Primary Seed Length

For read mapping to succeed, at least one primary seed must match exactly or with a single SNP when edited seeds are used. Shorter seeds are more likely to map successfully to the reference, because more seeds can fit in each read and seeds are less likely to overlap variants or have sequencing errors.

However, very short seeds can sometimes reduce mapping accuracy. Very short seeds often map to multiple reference positions and can lead the mapper to consider more false mapping locations. Due to imperfect modeling of mutations and errors by Smith-Waterman alignment scoring and other heuristics, occasionally these noise matches are reported. Run time quality filters such as --Aligner.aln_min_score can control the accuracy issues with very short seeds.

Speed Considerations

Shorter seeds tend to slow down mapping because the seeds map to more reference locations, which result in additional work, such as using Smith-Waterman alignments to determine the best result. This effect is most pronounced when primary seed length approaches the uniqueness threshold of the reference genome, eg, K=16 for whole human genome.
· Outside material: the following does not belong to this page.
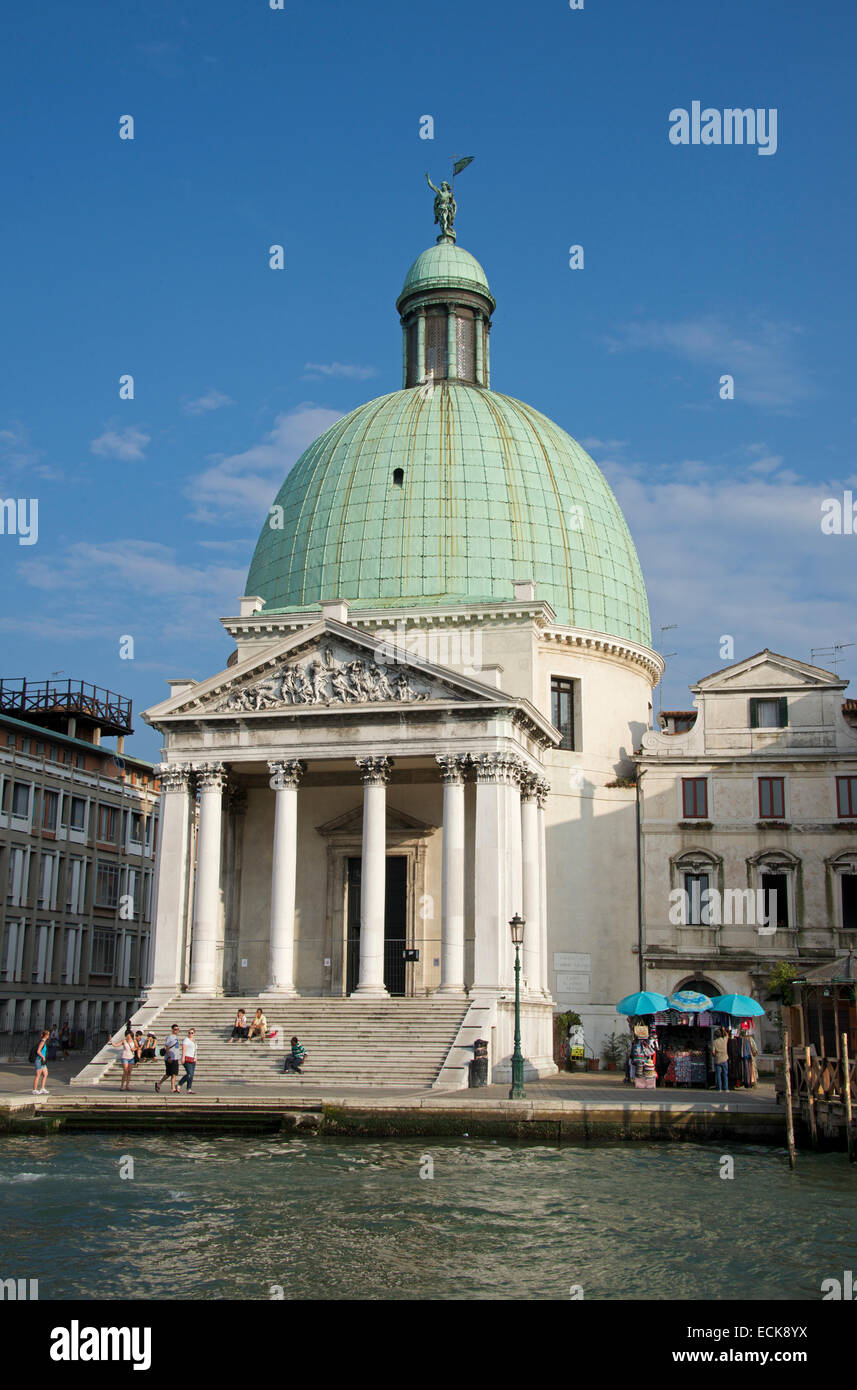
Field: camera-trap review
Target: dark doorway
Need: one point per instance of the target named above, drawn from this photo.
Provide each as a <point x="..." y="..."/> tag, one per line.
<point x="395" y="925"/>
Application Considerations

•

Read Length—Generally, shorter seeds are appropriate for shorter reads, and longer seeds for longer reads. Within a short read, a few mismatch positions from variants or sequencing errors can chop the read into only short segments that match the reference, so that only a short seed can fit between the differences and match the reference exactly. For example, in a 36 bp read, one SNP in the middle can block seeds longer than 18 bp from matching the reference. In a 250 bp read, 15 SNPs are required to exceed a 0.01% chance of blocking 27 bp seeds.

•

Paired Ends—The use of paired end reads can improve mapping accuracy for longer reads. DRAGEN uses paired end information to improve mapping accuracy, including with rescue scans that search the expected reference window when only one mate has seeds mapping to a given reference region. Thus, paired end reads have twice the opportunity for an exact matching seed to find their correct alignments.

•

Variant or Error Rate—When read differences from the reference are more frequent, shorter seeds could be required to fit between the difference positions in a given read and match the reference exactly.

•

Mapping Percentage Requirement—If the application requires a high percentage of reads to be mapped (even at low MAPQ), short seeds may be helpful. Some reads that do not match the reference well are more likely to map using short seeds to find partial matches to the reference.